1930s living conditions.
Living was hard for the people of Cardiff and its surrounding valleys. Coal-burning fires heated the small ovens in which housewives did their cooking. A kettle was boiled on the fire and in houses everywhere a stock pot hung over the flames, or a saucepan of stew warmed on the hob. Many houses were without electricity with gas lights providing illumination during the hours of darkness, and the bedrooms, unheated, would have candles burning to flicker away the shadows. In some houses there were fire grates in the bedrooms but few could afford to light these and they would only be used at times of illness.
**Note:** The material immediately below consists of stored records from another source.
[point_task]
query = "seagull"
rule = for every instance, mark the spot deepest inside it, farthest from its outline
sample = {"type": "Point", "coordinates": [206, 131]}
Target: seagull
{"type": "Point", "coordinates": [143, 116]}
These were frugal times, but worse suffering was to come by the end of the decade when the world would once again be thrown into the chaos of global war.
It had been a mere twenty years since the guns of the Great War, the so called war to end all wars, had fallen silent and yet on 3 September 1939, the South Wales Echo carried the headline: BRITAIN DECLARES WAR.
South Wales Echo , September 1939.
It was no real surprise; many had felt the breakout of war was inevitable as the build-up of hostilities had been there to see for many months, years even. In June 1939, the South Wales Echo published an article asking how strong Germany was and concluded by saying that Germany was a formidable friend, but also a potential enemy. The newspaper called the country a fortress in the heart of Europe that could not be blasted from within or without. It was true that the Nazis under the leadership of Adolf Hitler had secured one success after another, but there was much political unrest in Germany, and although there were many enemies of the Nazi regime within the country itself these were viewed as being weak and ineffectual.
Throughout that summer, newspapers across the country carried one alarming headline after another. Situation Very Serious was how the Echo summed up the international crisis building up in the Free City of Danzig, which had been under Nazi control since 1933. Following the First World War and the Treaty of Versailles, control of Danzig had been given to the Polish, but in the years since, the German population in the region had risen to such an extent that a census taken in 1929 revealed that 95 per cent of the population were German-born. So it was little surprise when in 1933 the Nazi party won an overall majority and took control of the senate. Democratic opposition to the party was immediately suppressed and due to anti-Semitic persecution, many Poles fled the region. Things came to a head in 1938 when, acting on the orders of Adolf Hitler, the German Minister of Foreign Affairs, Joachim von Ribbentrop, demanded the Free City be incorporated into the Reich.